Le Mobile Money, une Success-Story africaine
En Afrique, l’innovation technologique a permis d’imposer la révolution de l’argent mobile, qui a durablement rebattu les cartes des services financiers sur le continent. Aujourd’hui, plusieurs solutions sont proposées, donnant lieu à un marché de plus en plus concurrentiel.
Avec 36,7 milliards de transactions et une valeur combinée de 701,4 milliards de dollars en 2021 soit plus des deux tiers des mille milliards de dollars ayant transité par tous les comptes mobile money mondiaux, l’Afrique est devenue, au cours de la dernière décennie, le leader mondial du mobile money. De fait, selon les données du State of the Industry Report on Mobile Money 2022, publié par l’Association mondiale des opérateurs de téléphonie (GSMA, Global System for Mobile Communications), le continent hébergeait en 2021 plus de la moitié des comptes mobile money actifs dans le monde avec 184 millions d’abonnés recensés (sur 346 millions).
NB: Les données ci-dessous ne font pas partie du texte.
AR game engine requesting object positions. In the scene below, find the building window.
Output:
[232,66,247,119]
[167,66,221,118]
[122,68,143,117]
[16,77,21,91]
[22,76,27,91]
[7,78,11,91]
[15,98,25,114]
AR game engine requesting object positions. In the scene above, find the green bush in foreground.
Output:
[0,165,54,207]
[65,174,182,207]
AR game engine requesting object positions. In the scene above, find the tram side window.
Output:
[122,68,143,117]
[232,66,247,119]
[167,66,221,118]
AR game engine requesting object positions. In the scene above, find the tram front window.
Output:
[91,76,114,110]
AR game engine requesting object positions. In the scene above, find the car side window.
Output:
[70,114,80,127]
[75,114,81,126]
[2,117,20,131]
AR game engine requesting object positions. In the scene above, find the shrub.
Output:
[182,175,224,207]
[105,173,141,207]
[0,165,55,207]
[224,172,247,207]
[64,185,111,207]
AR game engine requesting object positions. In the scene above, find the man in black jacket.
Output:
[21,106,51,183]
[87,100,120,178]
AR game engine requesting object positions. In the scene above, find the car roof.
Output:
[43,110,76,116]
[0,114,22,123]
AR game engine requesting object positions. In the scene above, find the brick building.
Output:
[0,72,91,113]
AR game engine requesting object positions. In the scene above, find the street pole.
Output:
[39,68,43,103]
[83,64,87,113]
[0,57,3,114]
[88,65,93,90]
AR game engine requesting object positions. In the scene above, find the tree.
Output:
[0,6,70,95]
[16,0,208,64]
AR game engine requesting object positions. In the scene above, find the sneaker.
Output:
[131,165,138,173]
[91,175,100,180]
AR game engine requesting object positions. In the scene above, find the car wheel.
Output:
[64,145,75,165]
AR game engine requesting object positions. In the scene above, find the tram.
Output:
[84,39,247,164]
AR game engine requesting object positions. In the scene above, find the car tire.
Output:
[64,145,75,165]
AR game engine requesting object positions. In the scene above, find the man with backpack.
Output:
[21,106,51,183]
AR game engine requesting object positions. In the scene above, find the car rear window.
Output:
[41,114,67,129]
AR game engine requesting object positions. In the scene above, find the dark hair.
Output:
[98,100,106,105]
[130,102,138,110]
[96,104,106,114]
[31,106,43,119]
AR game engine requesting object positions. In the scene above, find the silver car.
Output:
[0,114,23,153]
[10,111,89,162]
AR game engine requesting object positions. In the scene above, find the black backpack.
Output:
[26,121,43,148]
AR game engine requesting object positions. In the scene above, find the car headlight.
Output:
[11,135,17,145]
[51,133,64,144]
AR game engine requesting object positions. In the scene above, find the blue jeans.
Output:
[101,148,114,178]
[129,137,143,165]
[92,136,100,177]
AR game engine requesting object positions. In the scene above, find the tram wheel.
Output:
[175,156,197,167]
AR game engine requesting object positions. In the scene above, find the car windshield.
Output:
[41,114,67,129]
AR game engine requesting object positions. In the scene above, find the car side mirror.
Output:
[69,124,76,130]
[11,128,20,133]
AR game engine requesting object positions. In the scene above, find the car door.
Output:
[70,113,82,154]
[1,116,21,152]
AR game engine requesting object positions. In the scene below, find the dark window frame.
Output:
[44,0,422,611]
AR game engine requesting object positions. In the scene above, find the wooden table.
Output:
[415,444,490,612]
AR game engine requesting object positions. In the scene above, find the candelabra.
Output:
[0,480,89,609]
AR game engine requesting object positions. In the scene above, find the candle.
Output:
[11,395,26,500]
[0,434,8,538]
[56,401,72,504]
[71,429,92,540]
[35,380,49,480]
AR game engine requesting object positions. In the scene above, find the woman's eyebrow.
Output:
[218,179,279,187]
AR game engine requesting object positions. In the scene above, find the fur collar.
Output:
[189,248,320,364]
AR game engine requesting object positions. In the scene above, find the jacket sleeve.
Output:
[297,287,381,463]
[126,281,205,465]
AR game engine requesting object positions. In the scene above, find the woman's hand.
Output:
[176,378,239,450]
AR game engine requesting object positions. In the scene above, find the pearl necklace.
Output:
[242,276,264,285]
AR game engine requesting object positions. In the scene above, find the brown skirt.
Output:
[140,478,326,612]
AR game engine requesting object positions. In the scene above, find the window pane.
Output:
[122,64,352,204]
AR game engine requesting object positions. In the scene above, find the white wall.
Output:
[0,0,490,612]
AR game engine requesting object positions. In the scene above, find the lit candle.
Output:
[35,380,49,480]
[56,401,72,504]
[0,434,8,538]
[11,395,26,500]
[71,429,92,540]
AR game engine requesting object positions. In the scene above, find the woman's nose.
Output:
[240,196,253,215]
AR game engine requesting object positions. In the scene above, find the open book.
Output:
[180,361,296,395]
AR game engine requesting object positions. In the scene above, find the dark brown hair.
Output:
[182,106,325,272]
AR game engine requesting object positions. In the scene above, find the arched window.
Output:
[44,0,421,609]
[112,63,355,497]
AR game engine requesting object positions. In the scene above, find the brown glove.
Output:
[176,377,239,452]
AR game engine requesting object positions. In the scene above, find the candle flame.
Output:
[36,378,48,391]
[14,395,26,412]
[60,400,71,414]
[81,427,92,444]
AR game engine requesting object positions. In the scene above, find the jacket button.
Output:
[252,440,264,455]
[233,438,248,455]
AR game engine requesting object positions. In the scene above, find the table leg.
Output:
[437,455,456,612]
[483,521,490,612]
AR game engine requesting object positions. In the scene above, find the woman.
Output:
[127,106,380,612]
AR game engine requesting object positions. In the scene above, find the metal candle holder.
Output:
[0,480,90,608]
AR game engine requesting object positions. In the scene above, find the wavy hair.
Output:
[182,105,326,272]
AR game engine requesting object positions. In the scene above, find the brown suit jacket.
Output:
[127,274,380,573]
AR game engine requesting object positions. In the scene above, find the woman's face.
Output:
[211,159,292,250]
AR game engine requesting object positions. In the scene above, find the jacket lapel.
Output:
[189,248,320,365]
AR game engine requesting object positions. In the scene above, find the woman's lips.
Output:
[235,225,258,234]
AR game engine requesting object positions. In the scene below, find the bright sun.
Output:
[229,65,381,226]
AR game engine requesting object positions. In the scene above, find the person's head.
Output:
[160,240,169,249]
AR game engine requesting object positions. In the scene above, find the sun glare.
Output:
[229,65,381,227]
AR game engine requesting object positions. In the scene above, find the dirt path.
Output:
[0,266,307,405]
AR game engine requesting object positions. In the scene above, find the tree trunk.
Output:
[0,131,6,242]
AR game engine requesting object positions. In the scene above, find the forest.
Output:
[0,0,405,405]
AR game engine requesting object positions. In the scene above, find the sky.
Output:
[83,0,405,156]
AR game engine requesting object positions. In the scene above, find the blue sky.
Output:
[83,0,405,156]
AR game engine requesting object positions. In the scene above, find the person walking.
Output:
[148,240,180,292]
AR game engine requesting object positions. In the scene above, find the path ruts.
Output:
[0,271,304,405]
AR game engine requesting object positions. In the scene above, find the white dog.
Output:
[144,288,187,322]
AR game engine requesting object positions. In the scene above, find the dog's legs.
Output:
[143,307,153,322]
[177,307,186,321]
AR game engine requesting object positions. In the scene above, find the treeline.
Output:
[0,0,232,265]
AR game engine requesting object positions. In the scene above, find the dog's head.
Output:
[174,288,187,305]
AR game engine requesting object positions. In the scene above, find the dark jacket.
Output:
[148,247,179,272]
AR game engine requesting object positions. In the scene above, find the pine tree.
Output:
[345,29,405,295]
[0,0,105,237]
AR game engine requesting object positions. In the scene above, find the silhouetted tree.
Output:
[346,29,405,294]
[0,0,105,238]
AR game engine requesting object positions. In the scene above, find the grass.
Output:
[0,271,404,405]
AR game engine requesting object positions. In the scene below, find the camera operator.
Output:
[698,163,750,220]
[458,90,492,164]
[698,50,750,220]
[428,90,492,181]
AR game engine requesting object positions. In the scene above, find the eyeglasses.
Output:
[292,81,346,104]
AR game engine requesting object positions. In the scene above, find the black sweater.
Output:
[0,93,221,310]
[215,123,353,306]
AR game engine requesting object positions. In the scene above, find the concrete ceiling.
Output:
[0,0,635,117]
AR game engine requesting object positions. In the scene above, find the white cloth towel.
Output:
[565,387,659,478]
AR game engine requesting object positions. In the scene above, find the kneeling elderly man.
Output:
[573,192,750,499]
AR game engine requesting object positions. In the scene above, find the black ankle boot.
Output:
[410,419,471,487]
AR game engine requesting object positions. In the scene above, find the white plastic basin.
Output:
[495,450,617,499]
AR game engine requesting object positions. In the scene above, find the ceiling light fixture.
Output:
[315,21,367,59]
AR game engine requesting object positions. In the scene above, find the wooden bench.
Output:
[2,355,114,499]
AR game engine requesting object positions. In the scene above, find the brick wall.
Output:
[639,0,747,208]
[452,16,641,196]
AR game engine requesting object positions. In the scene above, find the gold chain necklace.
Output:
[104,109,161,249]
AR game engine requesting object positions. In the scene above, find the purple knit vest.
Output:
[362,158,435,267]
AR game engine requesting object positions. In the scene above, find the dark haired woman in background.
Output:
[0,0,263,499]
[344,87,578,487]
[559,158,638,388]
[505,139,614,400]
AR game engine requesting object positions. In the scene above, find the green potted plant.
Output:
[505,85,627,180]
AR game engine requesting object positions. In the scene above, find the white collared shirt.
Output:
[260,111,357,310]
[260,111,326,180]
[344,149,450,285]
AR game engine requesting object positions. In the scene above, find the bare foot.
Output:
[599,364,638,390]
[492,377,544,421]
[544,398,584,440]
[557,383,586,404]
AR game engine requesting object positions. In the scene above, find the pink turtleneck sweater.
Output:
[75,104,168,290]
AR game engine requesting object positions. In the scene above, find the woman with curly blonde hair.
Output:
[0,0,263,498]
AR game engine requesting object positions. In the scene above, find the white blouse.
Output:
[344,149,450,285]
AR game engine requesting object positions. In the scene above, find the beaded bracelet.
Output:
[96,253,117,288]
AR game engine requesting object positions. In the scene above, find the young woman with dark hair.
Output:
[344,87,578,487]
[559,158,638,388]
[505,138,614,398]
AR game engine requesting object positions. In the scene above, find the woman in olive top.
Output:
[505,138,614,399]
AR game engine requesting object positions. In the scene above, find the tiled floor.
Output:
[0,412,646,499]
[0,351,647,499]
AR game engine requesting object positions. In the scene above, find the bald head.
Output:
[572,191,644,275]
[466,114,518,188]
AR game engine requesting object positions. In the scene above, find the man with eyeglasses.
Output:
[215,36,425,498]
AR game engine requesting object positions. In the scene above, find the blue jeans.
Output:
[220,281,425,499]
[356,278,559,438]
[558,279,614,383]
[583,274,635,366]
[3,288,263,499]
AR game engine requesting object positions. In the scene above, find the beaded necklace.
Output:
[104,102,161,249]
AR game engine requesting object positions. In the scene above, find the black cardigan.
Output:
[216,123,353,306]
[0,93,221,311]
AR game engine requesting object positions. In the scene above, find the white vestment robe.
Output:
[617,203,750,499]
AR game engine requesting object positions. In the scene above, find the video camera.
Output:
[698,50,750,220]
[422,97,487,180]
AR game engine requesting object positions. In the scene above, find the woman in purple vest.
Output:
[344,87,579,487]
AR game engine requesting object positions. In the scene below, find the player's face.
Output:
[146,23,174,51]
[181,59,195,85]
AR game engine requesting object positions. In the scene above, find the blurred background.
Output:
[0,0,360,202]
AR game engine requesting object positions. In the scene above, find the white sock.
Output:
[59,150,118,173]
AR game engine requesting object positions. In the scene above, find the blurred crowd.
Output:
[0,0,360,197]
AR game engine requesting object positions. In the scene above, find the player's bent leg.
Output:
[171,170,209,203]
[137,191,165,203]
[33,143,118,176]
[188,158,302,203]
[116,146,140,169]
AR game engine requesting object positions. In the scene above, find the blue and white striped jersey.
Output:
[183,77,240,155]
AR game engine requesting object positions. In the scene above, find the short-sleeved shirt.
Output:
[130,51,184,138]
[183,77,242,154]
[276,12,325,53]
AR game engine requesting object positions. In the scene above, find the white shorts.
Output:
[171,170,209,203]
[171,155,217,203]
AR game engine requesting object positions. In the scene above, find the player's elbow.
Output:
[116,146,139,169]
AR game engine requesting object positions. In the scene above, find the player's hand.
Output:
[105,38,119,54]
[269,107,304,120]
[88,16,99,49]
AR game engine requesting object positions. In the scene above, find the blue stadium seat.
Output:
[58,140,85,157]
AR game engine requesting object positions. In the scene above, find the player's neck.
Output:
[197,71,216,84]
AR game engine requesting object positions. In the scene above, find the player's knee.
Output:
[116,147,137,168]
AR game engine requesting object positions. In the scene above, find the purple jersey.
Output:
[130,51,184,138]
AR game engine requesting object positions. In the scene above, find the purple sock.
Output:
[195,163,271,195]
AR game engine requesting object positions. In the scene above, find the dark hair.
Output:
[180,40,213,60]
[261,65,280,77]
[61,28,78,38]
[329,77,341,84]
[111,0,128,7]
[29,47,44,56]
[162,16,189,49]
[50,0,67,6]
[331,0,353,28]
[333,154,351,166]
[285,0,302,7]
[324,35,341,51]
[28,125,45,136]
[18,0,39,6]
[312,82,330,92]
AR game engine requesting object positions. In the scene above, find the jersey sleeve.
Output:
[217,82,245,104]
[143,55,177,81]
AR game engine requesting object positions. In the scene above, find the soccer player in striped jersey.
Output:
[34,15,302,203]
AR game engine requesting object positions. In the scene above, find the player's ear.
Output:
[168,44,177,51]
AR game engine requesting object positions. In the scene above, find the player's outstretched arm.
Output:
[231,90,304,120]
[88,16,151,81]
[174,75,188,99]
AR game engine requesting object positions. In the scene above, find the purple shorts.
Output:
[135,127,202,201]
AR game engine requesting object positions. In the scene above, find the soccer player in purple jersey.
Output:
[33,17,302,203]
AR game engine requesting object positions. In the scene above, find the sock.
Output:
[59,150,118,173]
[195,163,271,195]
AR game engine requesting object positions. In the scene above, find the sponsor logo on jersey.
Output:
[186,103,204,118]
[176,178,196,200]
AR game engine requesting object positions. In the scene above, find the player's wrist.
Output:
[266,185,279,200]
Un marché très concurrentiel
Un business en constante progression, porté par le faible taux de bancarisation en Afrique (entre 5 et 20 % selon les zones et les sources, NDLR). Résultat : sur le segment du paiement mobile, les grands opérateurs du marché (Orange, Wave, MTN, Western Union, Ria…) se bousculent : à chacun son offre de portefeuilles mobiles et son approche du marché continental. Pionnier des transferts d’argent, le géant américain Western Union (500 000 agences physiques, cent mille kiosques et quatre-vingts milliards de dollars de chiffre d’affaires annuel) spécialisé dans les transferts internationaux depuis une trentaine d’années, a ainsi très vite compris le potentiel des services associés à l’argent mobile et propose aujourd’hui des solutions d’envois de fonds vers les portefeuilles mobiles des bénéficiaires.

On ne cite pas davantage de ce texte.